2. デバイスが短時間で AP から応答を受信しない場合、または AP が応答で関連付けエラーを返した場合、ドライバーはこの AP による SE 認証をスキップし、別の AP に移動するか、この AP で完全な SAE 認証を実行するようにフォールバックします。

SAE 認証/関連付けが完了すると、SAE 接続が完了します。 以前と同様に、ドライバーは、接続タスクまたはローミング タスクの終了時に次の指示を送信します。

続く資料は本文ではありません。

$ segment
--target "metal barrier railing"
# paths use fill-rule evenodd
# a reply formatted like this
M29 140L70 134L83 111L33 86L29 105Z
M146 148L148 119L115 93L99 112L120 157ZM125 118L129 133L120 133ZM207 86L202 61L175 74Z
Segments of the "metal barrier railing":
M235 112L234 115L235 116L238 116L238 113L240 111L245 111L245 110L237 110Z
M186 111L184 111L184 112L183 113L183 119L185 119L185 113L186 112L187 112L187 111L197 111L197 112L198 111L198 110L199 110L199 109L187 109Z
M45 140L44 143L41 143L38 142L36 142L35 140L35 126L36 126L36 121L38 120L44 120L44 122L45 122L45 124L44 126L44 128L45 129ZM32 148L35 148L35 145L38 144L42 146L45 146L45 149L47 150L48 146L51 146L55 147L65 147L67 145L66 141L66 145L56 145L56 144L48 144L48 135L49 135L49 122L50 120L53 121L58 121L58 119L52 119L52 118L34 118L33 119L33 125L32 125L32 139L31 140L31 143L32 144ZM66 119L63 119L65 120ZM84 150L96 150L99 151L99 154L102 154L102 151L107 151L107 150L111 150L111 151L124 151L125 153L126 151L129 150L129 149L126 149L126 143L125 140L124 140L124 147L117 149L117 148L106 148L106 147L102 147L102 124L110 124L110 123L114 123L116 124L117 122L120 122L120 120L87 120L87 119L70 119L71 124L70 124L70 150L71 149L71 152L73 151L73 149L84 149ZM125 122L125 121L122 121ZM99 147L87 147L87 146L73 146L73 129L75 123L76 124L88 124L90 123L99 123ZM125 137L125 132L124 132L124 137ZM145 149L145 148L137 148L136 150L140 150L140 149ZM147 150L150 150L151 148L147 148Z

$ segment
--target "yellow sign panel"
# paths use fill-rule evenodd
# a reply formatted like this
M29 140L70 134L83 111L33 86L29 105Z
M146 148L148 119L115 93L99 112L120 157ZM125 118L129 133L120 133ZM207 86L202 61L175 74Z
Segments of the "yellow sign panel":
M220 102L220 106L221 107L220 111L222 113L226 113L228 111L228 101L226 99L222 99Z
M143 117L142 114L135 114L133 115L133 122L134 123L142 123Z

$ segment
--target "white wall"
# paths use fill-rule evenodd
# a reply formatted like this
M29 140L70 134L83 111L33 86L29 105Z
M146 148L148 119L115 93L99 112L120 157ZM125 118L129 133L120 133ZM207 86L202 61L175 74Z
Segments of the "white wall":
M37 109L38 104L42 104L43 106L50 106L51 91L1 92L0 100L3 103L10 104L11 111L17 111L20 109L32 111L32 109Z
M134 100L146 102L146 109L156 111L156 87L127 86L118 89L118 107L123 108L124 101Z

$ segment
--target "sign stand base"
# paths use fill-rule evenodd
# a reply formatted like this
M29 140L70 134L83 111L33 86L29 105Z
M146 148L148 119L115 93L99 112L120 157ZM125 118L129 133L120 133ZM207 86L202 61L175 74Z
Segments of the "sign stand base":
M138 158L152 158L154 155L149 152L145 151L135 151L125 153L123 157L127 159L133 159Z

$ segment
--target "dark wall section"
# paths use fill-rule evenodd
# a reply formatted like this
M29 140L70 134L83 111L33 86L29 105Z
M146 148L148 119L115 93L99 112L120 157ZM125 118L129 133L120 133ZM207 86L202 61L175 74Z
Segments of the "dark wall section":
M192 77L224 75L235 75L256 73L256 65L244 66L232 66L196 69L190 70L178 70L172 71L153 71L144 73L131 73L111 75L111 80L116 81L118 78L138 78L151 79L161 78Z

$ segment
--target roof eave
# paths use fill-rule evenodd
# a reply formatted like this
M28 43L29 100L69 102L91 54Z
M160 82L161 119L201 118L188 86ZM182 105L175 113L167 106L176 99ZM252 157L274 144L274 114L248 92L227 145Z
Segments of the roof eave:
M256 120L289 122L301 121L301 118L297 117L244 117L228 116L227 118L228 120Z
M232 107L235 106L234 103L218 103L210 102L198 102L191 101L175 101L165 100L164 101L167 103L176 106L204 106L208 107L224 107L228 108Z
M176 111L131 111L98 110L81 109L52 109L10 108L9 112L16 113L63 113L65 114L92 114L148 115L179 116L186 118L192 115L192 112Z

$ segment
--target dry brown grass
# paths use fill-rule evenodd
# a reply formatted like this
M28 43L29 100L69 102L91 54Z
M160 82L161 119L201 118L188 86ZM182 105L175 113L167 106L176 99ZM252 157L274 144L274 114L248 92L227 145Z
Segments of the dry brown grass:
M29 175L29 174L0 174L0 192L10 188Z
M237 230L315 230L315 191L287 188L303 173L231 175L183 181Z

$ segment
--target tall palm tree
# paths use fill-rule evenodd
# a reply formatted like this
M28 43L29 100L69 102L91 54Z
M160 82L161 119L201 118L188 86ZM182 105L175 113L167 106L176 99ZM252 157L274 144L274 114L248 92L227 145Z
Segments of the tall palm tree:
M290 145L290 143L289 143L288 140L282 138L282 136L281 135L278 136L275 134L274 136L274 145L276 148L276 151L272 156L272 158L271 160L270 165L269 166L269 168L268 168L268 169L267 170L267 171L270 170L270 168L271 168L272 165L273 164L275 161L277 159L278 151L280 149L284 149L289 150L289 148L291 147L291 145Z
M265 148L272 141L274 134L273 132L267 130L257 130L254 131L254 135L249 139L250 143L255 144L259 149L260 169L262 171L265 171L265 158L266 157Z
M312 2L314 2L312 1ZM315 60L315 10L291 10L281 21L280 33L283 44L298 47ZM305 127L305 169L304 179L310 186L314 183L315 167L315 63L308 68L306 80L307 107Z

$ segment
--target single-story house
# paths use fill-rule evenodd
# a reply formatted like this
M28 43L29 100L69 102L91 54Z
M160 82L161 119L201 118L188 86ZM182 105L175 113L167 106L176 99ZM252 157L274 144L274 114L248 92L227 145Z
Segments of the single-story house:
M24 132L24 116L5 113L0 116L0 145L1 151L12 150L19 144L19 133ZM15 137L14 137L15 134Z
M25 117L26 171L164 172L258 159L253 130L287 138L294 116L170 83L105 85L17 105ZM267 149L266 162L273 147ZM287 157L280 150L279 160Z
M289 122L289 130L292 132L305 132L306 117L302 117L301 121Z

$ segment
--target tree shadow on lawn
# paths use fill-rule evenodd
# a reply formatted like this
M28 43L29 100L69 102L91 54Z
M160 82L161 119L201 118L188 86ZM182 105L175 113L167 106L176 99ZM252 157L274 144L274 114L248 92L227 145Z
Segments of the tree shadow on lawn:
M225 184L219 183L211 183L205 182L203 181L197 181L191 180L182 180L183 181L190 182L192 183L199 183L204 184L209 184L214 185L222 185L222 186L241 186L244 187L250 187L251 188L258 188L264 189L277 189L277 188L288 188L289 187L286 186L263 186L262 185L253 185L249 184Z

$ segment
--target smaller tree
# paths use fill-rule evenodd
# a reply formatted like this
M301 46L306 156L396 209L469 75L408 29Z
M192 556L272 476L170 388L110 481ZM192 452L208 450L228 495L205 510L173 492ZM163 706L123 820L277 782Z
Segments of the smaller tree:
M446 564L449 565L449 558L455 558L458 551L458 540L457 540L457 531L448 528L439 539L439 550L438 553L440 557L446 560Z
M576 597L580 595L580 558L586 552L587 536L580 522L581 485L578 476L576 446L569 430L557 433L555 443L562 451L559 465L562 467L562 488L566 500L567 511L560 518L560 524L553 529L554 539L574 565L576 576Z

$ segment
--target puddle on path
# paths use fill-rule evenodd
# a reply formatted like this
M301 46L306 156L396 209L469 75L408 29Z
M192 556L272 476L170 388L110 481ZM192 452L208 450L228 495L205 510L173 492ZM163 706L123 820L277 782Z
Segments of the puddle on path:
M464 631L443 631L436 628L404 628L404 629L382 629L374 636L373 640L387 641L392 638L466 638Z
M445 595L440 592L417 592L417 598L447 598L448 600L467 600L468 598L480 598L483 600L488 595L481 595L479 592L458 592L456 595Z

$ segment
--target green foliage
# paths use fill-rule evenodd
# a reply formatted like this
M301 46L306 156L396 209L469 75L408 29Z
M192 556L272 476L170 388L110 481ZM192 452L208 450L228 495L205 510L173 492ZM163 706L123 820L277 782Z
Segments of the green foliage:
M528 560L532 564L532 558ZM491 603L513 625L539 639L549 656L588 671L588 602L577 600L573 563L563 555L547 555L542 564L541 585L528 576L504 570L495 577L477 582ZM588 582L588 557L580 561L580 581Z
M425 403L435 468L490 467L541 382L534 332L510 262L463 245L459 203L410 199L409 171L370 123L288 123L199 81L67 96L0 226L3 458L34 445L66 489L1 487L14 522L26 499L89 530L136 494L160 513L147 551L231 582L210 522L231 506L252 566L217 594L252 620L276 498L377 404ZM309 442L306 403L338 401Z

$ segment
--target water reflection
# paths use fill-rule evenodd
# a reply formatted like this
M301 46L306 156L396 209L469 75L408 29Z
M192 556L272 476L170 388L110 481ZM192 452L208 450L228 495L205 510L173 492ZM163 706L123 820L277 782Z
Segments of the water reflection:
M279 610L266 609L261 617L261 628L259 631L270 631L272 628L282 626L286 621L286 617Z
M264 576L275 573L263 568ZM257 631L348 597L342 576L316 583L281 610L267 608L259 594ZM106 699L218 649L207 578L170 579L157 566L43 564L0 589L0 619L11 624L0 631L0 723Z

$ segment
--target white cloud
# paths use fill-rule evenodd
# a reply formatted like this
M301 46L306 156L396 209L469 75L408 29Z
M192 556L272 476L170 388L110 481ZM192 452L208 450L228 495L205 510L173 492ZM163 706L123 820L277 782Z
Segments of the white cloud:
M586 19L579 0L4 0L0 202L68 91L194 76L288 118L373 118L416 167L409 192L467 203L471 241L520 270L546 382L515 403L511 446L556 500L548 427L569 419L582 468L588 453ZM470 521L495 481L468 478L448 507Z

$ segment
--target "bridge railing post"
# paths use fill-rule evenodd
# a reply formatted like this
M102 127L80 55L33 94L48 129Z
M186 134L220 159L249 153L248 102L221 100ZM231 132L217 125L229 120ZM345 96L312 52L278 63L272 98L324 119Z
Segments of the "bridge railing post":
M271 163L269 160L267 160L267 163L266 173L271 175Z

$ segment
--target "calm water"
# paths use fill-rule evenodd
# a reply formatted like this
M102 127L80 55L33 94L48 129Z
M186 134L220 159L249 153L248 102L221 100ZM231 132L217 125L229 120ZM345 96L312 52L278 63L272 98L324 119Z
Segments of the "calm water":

• NDIS_STATUS_WDI_INDICATION_ASSOCIATION_RESULT
• NDIS_STATUS_WDI_INDICATION_CONNECT_COMPLETE

エラー処理

SAE コミット要求フレームの再送信

タイムアウトが発生したためドライバーがコミットフレームを再送する必要がある場合、WDI によって提供されたスカラー/要素値をそのまま再送するか、もしくは NDIS_STATUS_WDI_INDICATION_SAE_AUTH_PARAMS_NEEDED の指示を伴い、新しいスカラー/要素値のセットを WDI に要求できます。

SAE 確認応答フレームの再送信

ドライバーがタイムアウトのために Confirm フレームを再送信する必要がある場合は、新しい SendConfirm と Confirm 値のセットを WDI に要求し、 NDIS_STATUS_WDI_INDICATION_SAE_AUTH_PARAMS_NEEDED 表示を使用して、種類を WDI_SAE_INDICATION_TYPE_CONFIRM_REQUEST_RESEND_REQUESTに設定する必要があります。

Wi-Fi 7 SAE 認証変更点

Wi-Fi 7 つの SAE 認証更新プログラムについては、 WiFiCx Wi-Fi 7 の機能要件に関する記事を参照してください。